Multi-Blast 2.0 Design

Table of Contents

The Stack
Query Service
- Actions
- Dependencies
Report Service
- Actions
- Dependencies
Concepts
Metrics

The Stack

The Multi-Blast 2.0 service stack consists of 4 containers and 3 external dependencies.

Containers

The Query Service
The Report Service
A RabbitMQ message queue
A PostgreSQL database

Dependencies

The VEuPathDB Oracle user database.
The VEuPathDB BLAST+ databases.
An S3 instance with a bucket created for each of the Query Service and Report Service.

Query Service

The Query Service, built on the Async Platform, exposes a REST API through which API consumers may create, customize, and execute asynchronous BLAST+ query jobs against VEuPathDB’s BLAST+ databases.

REST API Documentation

The results of jobs executed through the query service will be cached for a configurable amount of time before they are automatically expired.

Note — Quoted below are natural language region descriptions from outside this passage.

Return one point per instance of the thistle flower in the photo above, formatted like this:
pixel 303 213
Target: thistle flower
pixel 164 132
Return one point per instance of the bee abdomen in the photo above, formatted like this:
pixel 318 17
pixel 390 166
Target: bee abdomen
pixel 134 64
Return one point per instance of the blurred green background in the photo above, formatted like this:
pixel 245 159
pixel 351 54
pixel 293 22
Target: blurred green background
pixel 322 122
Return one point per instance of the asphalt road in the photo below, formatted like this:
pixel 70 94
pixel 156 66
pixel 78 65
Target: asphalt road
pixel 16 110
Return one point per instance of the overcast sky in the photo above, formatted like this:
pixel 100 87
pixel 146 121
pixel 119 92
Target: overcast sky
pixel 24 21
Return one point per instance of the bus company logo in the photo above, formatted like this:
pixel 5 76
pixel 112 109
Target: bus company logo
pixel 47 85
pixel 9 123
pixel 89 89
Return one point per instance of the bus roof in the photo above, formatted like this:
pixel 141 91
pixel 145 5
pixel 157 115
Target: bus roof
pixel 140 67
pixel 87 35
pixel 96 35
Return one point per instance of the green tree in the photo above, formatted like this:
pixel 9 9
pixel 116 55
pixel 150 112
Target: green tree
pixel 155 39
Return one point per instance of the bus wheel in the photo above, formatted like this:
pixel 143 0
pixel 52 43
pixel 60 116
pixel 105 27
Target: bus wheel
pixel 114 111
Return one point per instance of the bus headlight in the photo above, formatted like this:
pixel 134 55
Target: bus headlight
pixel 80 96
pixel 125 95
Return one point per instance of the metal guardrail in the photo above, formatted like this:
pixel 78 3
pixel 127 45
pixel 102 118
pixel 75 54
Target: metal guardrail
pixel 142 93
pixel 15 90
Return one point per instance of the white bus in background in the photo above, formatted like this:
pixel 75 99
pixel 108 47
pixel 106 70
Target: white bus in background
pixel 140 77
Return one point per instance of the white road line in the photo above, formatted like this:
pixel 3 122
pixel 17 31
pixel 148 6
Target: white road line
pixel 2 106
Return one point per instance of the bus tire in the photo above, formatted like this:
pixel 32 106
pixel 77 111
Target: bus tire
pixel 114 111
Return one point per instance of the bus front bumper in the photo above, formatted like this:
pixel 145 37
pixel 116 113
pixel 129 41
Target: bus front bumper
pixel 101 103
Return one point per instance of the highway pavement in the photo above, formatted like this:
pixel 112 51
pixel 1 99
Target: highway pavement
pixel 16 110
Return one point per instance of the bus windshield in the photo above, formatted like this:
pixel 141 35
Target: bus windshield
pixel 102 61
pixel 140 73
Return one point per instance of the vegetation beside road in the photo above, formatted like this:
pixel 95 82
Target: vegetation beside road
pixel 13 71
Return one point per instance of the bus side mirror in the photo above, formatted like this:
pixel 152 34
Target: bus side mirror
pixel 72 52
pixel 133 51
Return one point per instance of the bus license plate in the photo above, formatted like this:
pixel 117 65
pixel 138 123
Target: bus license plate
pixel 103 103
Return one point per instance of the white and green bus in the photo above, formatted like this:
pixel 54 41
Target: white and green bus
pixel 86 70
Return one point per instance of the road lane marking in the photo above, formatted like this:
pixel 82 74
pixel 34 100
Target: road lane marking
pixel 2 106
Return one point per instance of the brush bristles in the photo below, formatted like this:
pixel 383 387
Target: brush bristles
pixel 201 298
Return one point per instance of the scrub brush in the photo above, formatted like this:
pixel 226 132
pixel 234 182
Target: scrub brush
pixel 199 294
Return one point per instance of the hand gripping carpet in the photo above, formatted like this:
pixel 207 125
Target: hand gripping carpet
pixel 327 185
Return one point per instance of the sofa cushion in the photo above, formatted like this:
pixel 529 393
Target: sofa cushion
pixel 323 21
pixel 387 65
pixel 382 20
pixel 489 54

Expired jobs may be re-run at a later date by any user linked to the expired job.

Query Service Overview

Actions

Action	Source	Description
List Jobs	Client	Lists the query jobs that are linked to the requesting user.
Create Job	Client	Creates a new query job and may optionally link the new job to the requesting user.
Lookup Job	Client	Get the details and configuration for an existing job and optionally link the requesting user to the target job.
Restart Job	Client	Re-runs an existing job that has expired.
Update Job	Client	Update a user’s metadata attached to a job.
Delete Job	Client	Unlink a job from the requesting user.
Get Job Query	Client	Retrieve the raw query submitted for a target job.
Get Job Result	Client	Retrieve the ASN1 query result of the target job.
Get Job Errors	Client	Retrieve the stderr output for a target job.
Bulk Status Check	Client	Check the current statuses for a batch of job IDs.
Get All Targets	Client	List the BLAST+ databases currently visible to the service.
Link Guest	Client	Links the jobs associated with a guest user with a target non-guest user.
Execute Query	Queue	Asynchronously executes a BLAST+ query.

List Jobs

Look up the jobs that are linked to the requesting user. Optionally, the results may be filtered by project ID.

Workflow

Response

The response will be a list of entries representing jobs that are linked to the requesting user.

Result Objects

interface Result {
  queryJobID: string
  status:     string
  site:       string
  createdOn:  string
  userMeta?:  UserMeta
}

interface UserMeta {
  summary?:     string
  description?: string
}

Example Result

[
  {
    "queryJobID": "9f444b23ceec3ee5588cc4c784c16696",
    "site": "PlasmoDB",
    "status": "expired",
    "createdOn": "2020-10-31T23:00:00Z"
  },
  {
    "queryJobID": "bc49f1a3bc36cd15b84890439d19d395",
    "site": "TriTrypDB",
    "status": "complete",
    "createdOn": "2020-10-31T23:00:00Z",
    "userMeta": {
      "summary": "A blast job"
    }
  },
  {
    "queryJobID": "297a61dda47317f11d8e50e6ab8508c9",
    "site": "VectorBase",
    "status": "failed",
    "createdOn": "2020-10-31T23:00:00Z",
    "userMeta": {
      "summary": "Another blast job.",
      "description": "This job will fail."
    }
  }
]

Create Job

Creates a new job record if one does not already exist matching the POSTed configuration. See Job IDs.

Workflow

Query Job Submission Flow

Validate job submission

Handle new root job creation

Handle Parent Job
Handle Child Jobs

Handle existing root job w/o link

Handle existing root job with link

Result

The response will be an object containing the ID of the job that was created or found.

Result Object

interface Result {
  queryJobID: string
}

Example Result

{
  "queryJobID": "9f444b23ceec3ee5588cc4c784c16696"
}

Lookup Job

Retrieves a detailed record for a specific target job which will include the original configuration from which the job was created.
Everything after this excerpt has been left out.